Here’s the first step. Did the employee have a reasonable expectation of privacy in the space that got searched? If the answer is no, then the search was reasonable, period. There are work spaces that are clearly not private—maybe lots of people use that space, or people are in and out of that file cabinet, or the employer has explicitly told employees that the space is not private and the employer might look at it any time the employer wants. In those cases, there is no expectation of privacy and a search is simply not unreasonable, not a violation of the Fourth Amendment.
But there are workplace spaces in which an employee may have a reasonable expectation of privacy. The employee is given the only set of keys to the file cabinet and told that no one else will have access. The employee brings a suit case packed for work trip into the office. The employee puts her purse in her desk drawer. In those cases, an employee has a reasonable expectation of privacy in the file cabinet, in the suit case, and in the purse. (In the drug testing context, the employee surely has a reasonable expectation of privacy in his urine. In the computer context, the employee may or may not have a reasonable expectation of privacy, depending largely on the employer’s rules.)
Where the employee does have a reasonable expectation of privacy, a search, to be lawful, must be reasonable in its inception (that is, there must be a reasonable suspicion of employee misconduct to justify the search in the first place) and reasonable in its scope (that is, it must not be “excessively intrusive”). That was the ruling of the United States Supreme Court in O’Conner v. Ortega, 480 U.S. 709, in 1981, and it remains the central statement of the law of workplace searches today.
So what about Fred and his county-owned truck? That is an actual case from a federal district court in North Carolina (though the employee was not named Fred), Brookshire v. Buncombe County, 2012 WL 136899 (W.D.N.C.). The court held that there was no problem under the Fourth Amendment in putting the GPS tracker on the truck. Fred had no reasonable expectation in taking a county-owned truck out on the public roadways. Without a reasonable expectation of privacy, Fred had no grounds to complain that the search was unreasonable, either in its inception or in its scope.

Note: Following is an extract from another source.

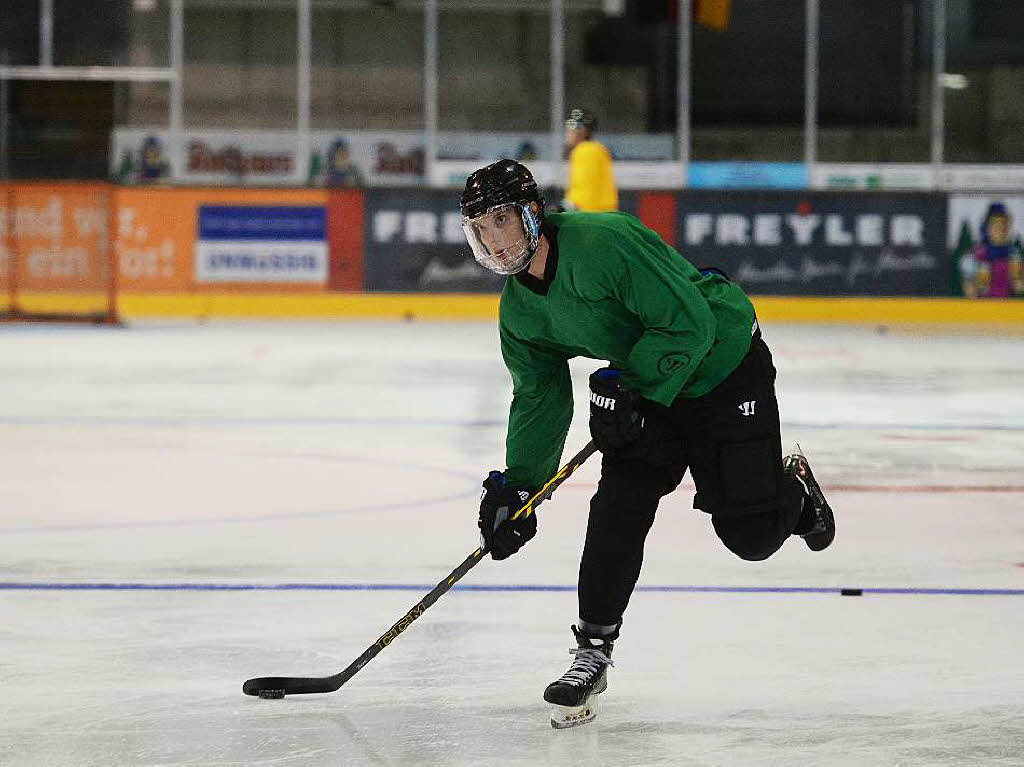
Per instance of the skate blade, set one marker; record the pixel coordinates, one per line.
(563, 717)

Tom’s case is a little different. Tom’s is also an actual case, this one from the highest court in the state of New York. Cunningham v. New York State Department of Labor, 21 N.Y.3rd 515 (2013). The vehicle in question was his personal car. The court was of the opinion that Tom did in fact have a reasonable expectation of privacy in his car. That means, unlike Fred’s case, that for the search to be constitutional, it must be reasonable in its inception and reasonable in its scope. Here, the court said, it was clearly reasonable in its inception—there was plenty of reason to suspect that Tom was falsifying his time, and that suspicion justified the search in the first place.

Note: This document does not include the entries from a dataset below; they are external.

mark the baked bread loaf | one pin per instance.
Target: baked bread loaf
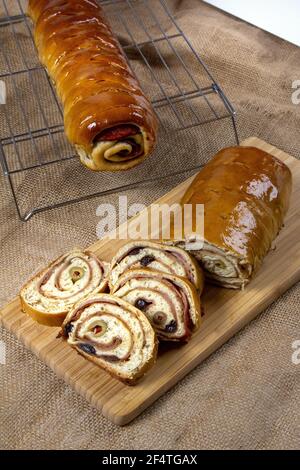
(107, 117)
(158, 257)
(246, 194)
(171, 303)
(50, 295)
(113, 334)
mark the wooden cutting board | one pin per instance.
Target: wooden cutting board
(226, 313)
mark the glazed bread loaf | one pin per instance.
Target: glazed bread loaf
(158, 257)
(113, 334)
(171, 303)
(246, 194)
(107, 117)
(50, 295)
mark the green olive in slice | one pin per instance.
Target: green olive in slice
(100, 328)
(76, 273)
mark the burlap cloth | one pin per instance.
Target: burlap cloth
(244, 396)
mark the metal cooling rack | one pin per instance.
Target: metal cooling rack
(183, 91)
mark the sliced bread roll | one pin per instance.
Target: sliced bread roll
(113, 334)
(50, 295)
(158, 257)
(171, 303)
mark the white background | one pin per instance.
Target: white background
(280, 17)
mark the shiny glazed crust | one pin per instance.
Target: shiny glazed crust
(97, 88)
(246, 194)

But, the court said, the search was not reasonable in its scope—it was “excessively intrusive.” It tracked Fred on all evenings and weekends and on vacation. “Where an employer conducts a GPS search without making a reasonable effort to avoid tracking an employee outside business hours,” the court said, “the search as a whole must be considered unreasonable.”
A concurring opinion in Tom’s case cited the “indisputably private” information that an excessive GPS search could reveal: “trips to the psychiatrist, the plastic surgeon, the abortion clinic, the AIDS treatment center, the strip club, the criminal defense attorney, the by-the-hour motel, the union meeting, the mosque, synagogue or church, the gay bar, and on and on.”
From these two cases alone, it appears that secretly tagging a government-owned work vehicle with a GPS device may constitutionally less risky than taking the same step with an employee’s private car.